Jeudi, Migros a officiellement annoncé qu'elle n'interdirait pas le port du voile de manière généralisée (LT du 18.11.2004). En clair, cette pratique est donc autorisée, mais chaque cas devra être apprécié de «manière individuelle en prenant en considération la situation particulière sur place», précise le communiqué. Chaque Coopérative pourra donc décider si elle autorise ou non ses employées musulmanes à porter le voile. Réaction de Guy Vibourel, directeur de Migros Genève.

Le Temps. Comment réagissez-vous à la décision de Migros d'autoriser le port du voile?

Guy Vibourel: Je conteste le fait qu'il s'agirait d'une autorisation.

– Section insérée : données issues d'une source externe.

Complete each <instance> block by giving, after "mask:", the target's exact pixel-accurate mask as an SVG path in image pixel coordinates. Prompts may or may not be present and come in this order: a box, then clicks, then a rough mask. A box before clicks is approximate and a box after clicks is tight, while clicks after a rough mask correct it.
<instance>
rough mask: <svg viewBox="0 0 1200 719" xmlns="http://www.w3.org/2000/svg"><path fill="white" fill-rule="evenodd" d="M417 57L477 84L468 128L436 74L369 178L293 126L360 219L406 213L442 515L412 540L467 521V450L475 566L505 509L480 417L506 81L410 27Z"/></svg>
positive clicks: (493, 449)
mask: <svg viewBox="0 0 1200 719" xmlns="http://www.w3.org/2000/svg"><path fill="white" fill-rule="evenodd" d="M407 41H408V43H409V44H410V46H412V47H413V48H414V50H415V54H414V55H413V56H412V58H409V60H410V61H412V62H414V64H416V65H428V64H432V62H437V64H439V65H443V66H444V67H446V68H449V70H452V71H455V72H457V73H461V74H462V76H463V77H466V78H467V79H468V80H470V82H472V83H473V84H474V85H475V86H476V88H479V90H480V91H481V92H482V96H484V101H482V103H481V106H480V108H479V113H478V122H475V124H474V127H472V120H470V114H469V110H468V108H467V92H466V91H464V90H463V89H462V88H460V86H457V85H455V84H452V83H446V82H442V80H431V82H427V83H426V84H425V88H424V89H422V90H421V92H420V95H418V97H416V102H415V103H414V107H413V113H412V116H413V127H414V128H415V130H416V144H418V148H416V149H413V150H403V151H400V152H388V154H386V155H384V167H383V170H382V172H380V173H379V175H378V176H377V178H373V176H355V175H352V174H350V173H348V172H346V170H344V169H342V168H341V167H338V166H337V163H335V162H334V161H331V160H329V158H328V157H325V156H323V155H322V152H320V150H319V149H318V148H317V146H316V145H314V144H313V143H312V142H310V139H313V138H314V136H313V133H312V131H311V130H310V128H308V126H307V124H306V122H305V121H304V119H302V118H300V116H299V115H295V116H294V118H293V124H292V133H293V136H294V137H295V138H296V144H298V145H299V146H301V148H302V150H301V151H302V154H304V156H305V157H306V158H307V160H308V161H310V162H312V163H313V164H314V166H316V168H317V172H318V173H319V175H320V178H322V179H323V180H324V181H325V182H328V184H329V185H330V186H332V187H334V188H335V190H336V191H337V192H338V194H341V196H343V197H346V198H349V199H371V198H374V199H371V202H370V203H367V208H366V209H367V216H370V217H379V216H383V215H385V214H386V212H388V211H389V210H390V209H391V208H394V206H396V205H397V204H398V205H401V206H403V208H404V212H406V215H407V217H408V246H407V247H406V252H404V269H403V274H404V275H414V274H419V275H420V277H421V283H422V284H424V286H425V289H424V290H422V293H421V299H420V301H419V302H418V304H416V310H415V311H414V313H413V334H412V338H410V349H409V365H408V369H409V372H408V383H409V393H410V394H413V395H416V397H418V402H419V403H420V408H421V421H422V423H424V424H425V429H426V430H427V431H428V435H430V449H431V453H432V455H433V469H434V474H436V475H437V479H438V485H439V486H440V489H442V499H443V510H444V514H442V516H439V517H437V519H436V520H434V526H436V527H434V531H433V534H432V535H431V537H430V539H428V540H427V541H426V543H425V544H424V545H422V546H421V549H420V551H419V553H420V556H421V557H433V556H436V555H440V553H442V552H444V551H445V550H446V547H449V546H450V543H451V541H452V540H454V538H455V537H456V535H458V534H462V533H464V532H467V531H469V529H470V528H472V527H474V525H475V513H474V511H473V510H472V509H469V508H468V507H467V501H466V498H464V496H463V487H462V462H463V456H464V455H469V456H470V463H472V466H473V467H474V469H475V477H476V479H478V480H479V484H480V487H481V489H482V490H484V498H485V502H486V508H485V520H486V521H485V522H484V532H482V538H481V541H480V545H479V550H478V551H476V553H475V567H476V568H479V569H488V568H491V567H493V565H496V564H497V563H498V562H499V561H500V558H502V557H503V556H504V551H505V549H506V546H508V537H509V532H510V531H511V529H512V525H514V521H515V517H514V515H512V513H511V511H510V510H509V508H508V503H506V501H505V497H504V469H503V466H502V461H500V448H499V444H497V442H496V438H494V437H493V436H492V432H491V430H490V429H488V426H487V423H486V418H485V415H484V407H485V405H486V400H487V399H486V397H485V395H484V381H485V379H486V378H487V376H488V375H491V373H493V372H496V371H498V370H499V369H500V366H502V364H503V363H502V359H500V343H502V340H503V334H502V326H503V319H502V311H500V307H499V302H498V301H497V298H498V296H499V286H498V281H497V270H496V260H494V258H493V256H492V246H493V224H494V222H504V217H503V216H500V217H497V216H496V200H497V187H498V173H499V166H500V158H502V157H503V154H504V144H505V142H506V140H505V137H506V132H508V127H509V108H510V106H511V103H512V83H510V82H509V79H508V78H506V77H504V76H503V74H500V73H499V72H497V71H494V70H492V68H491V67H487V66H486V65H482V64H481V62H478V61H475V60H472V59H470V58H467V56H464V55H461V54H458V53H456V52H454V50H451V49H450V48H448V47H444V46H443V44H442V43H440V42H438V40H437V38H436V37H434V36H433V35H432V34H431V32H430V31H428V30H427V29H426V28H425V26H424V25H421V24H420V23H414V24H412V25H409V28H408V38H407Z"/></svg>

Nous n'avons reçu aucune directive nationale qui précise que Migros autorise ses employées musulmanes à porter le voile. Nous devrons régler les problèmes au cas par cas.

– Comment se présente la situation à Genève actuellement?

– A Genève, nous ne pratiquons aucune discrimination. Notre société est multiculturelle, puisque nous avons des employés de 80 origines différentes. Nous souhaitons travailler dans le respect de toutes les confessions et sensibilités, et éviter de heurter, de déplaire ou de provoquer tant nos collaborateurs que nos clients. Notre règlement d'entreprise précise que toutes les personnes qui travaillent au contact de la clientèle doivent porter une tenue de travail. Cet uniforme doit permettre d'identifier clairement nos collaborateurs vis-à-vis de nos clients et les positionner comme des représentants de l'entreprise. Nos employés ont l'obligation contractuelle de porter l'uniforme sans ajout ni signes ostensibles.

– Si une employée musulmane vous demande l'autorisation de porter le voile, comment réagirez-vous?

– A ce jour, cette situation ne s'est encore jamais présentée. Mais, si tel devait être le cas, je refuserais. Je rappellerais à l'employée qu'elle a pris l'engagement de porter un uniforme, et que cet engagement ne prévoit pas le port d'insignes particuliers. Le port du voile peut en effet entraîner des réactions négatives de la part des clients, qui risquent de porter préjudice aux employées.

– Et que faites-vous de la liberté religieuse?

– Nous n'interdisons pas aux employées de pratiquer leur religion. Le port du voile est soumis à différentes interprétations. Et tous les musulmans ne le considèrent pas comme une obligation religieuse.